What moves are they making? Let's face it, the tech world can be a bit of a Boys Club. Triplebyte is not the only recruiting startup out there, but they're one of the only ones actively trying to diversify the industry's workforce. Applicants take a qualifying test for Triplebyte to evaluate their technical skills. If they pass, Triplebyte passes on their application for further consideration by hiring companies. It puts applicants on an even playing field. The first thing an employer sees is that you're competent and can do the job, not what university you went to or who you interned with. Triplebyte's other aim is to create jobs in markets besides the Bay Area. By focusing their efforts on other markets like Seattle or Boston, they're not only sharing the wealth, but bringing people who could not normally afford to live in the most expensive city in America into the fold.
An Uber-Big IPO
That's a lot of rides. We all knew this was coming, but we don't think anyone expected Uber's IPO to be quite this big. Their initial offering of $10 billion puts them at a 100 billion-dollar valuation, making Uber the biggest tech company to go public in several years. For comparison, Lyft's first public valuation put them at $24 billion. When Lyft went public, there were questions surrounding their path to profitability. It's still early to say, but currently Lyft's stock prices are at $67.44, well below their IPO price of $72. We're anxious to see how Uber's major play pans out. The New York Times' headline highlights Uber's lack of profitability, losing $1.8 billion in the past year. Either way, with numbers this high, Uber's success or failure will be a big deal.
A 3-in-1 Disney+ Bundle
News out of Disney’s Investor Day: the entertainment giant will likely offer ESPN, Hulu, and Disney+ as a bundle, making their product even more appealing in what will certainly be a Netflix/Amazon showdown.

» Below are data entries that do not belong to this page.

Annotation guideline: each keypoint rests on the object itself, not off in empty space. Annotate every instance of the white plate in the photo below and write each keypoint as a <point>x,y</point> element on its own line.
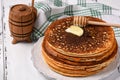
<point>109,73</point>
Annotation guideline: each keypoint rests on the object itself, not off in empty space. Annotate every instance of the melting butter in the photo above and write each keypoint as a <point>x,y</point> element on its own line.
<point>76,30</point>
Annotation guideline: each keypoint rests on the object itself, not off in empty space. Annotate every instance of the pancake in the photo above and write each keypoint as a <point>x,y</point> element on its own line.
<point>77,70</point>
<point>64,64</point>
<point>71,55</point>
<point>78,59</point>
<point>95,40</point>
<point>85,63</point>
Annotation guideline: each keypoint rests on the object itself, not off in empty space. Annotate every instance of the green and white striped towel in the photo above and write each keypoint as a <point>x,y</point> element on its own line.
<point>50,10</point>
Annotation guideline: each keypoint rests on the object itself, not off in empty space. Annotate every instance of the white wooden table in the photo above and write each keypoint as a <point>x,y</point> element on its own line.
<point>15,60</point>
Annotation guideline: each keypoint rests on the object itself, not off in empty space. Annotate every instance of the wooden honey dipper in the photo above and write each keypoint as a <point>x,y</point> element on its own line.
<point>83,21</point>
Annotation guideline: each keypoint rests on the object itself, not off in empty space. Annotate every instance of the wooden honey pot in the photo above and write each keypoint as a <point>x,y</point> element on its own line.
<point>21,22</point>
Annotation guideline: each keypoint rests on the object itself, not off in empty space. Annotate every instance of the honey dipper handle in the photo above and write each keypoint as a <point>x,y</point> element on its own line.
<point>32,3</point>
<point>103,24</point>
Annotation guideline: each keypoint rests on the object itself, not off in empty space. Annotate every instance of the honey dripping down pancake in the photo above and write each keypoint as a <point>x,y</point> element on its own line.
<point>73,55</point>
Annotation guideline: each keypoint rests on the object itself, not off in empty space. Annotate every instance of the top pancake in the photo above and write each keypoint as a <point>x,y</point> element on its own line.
<point>95,40</point>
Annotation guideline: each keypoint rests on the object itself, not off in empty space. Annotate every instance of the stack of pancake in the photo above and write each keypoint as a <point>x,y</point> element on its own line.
<point>71,55</point>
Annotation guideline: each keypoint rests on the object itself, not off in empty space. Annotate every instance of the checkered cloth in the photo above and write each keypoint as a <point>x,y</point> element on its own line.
<point>50,10</point>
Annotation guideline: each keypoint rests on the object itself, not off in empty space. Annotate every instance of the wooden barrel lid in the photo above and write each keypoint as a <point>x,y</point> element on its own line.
<point>21,13</point>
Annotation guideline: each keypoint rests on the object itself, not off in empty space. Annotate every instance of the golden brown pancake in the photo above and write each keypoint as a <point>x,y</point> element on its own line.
<point>66,64</point>
<point>72,55</point>
<point>77,70</point>
<point>95,40</point>
<point>78,59</point>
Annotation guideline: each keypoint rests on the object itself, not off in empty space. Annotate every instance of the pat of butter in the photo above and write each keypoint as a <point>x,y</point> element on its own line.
<point>76,30</point>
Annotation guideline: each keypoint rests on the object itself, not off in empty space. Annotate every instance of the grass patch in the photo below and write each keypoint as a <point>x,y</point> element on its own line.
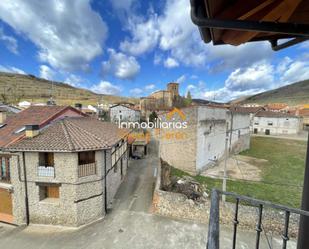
<point>282,175</point>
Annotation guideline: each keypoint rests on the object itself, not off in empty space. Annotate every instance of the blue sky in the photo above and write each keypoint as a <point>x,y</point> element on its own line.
<point>131,48</point>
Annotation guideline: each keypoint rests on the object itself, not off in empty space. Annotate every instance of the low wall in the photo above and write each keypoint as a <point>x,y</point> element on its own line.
<point>177,205</point>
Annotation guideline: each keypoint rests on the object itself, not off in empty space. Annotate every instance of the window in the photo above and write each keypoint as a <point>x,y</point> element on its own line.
<point>4,169</point>
<point>86,157</point>
<point>20,130</point>
<point>46,159</point>
<point>49,192</point>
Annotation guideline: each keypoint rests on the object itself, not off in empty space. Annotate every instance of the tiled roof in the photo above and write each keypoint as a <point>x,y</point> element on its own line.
<point>39,115</point>
<point>73,134</point>
<point>246,110</point>
<point>270,114</point>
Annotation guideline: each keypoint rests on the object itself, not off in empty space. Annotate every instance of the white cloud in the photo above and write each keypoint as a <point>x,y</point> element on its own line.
<point>73,80</point>
<point>105,87</point>
<point>122,5</point>
<point>9,41</point>
<point>121,65</point>
<point>150,87</point>
<point>9,69</point>
<point>295,71</point>
<point>171,63</point>
<point>69,34</point>
<point>144,36</point>
<point>46,72</point>
<point>257,76</point>
<point>181,79</point>
<point>173,32</point>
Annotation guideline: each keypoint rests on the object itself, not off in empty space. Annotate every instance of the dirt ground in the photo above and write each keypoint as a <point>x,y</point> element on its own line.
<point>239,167</point>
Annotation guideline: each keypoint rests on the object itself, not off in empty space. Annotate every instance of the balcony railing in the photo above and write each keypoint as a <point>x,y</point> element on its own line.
<point>46,171</point>
<point>87,169</point>
<point>214,221</point>
<point>5,179</point>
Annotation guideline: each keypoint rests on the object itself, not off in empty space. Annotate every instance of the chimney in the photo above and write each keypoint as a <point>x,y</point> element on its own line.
<point>32,131</point>
<point>78,106</point>
<point>2,117</point>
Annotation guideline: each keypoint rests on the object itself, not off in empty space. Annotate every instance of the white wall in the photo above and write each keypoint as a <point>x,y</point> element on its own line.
<point>211,134</point>
<point>280,126</point>
<point>124,114</point>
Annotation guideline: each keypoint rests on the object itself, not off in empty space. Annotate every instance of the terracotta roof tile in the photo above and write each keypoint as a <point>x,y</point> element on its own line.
<point>39,115</point>
<point>73,134</point>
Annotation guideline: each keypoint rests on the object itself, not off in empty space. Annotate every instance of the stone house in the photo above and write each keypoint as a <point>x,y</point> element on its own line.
<point>160,100</point>
<point>124,113</point>
<point>276,123</point>
<point>64,173</point>
<point>201,144</point>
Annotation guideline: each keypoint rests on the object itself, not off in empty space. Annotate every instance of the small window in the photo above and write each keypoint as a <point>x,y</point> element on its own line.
<point>116,168</point>
<point>86,157</point>
<point>49,192</point>
<point>46,159</point>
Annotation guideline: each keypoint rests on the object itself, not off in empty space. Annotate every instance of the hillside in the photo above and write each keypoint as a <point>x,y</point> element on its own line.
<point>17,87</point>
<point>293,94</point>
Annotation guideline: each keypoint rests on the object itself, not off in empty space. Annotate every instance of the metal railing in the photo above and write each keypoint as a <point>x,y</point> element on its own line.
<point>214,218</point>
<point>46,171</point>
<point>87,169</point>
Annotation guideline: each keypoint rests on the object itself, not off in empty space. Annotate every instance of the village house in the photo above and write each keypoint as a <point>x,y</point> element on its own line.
<point>160,100</point>
<point>60,168</point>
<point>276,123</point>
<point>202,143</point>
<point>122,112</point>
<point>251,111</point>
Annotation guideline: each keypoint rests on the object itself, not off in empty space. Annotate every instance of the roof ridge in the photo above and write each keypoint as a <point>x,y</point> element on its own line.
<point>89,133</point>
<point>67,135</point>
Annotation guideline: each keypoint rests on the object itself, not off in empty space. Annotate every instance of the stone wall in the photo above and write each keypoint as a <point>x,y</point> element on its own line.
<point>177,205</point>
<point>81,200</point>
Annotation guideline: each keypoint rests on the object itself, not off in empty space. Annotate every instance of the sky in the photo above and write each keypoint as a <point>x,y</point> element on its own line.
<point>132,48</point>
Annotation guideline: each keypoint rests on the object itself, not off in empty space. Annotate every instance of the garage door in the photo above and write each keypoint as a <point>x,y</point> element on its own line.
<point>6,214</point>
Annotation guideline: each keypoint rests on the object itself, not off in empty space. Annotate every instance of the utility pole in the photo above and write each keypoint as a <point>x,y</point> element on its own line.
<point>225,161</point>
<point>303,238</point>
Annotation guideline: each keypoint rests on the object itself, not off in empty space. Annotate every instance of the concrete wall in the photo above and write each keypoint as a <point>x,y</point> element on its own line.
<point>282,125</point>
<point>81,200</point>
<point>203,142</point>
<point>125,113</point>
<point>240,138</point>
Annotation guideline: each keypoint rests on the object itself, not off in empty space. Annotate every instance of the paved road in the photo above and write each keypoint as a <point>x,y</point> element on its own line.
<point>128,225</point>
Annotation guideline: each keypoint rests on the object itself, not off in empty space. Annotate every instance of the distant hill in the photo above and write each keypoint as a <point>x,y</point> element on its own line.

Disney isn't here to play. With Disney having a hand in both properties, nobody is surprised by this bundle. The impact that a package like this will have on the streaming market, and Disney+'s competition Amazon and Netflix, is worth analyzing. Currently, Hulu has a low entry point of $5.99 for their cheapest subscription, then $11.99 for no commercials, and lastly, $44.99 for live TV. Live events, like sports, are a huge draw for cable companies, making the inclusion of ESPN in a bundle a serious selling point for cord-cutters. More and more it seems that Disney's streaming endeavors will be in direct competition with cable, like Sling TV or Playstation Vue. If entertainment continues to fragment, fewer people will be able to afford multiple subscriptions. This bundle could be the difference between adding another subscription onto the list and dropping everything in favor of Disney.
Product of the Day
Google just hosted their customer conference and one of the bigger headlines involves Google Cloud. Despite being the biggest name on the internet, for some reason, Google’s piece of the cloud pie has never gotten bigger than a sliver. They’re making moves to differentiate Google Cloud from AWS and Microsoft’s offerings, like expanding their sales team and introducing Anthos, a workload management tool that works no matter what cloud you’re on. Google is working double-time to bring businesses into the fold, and we’re ready to be won over.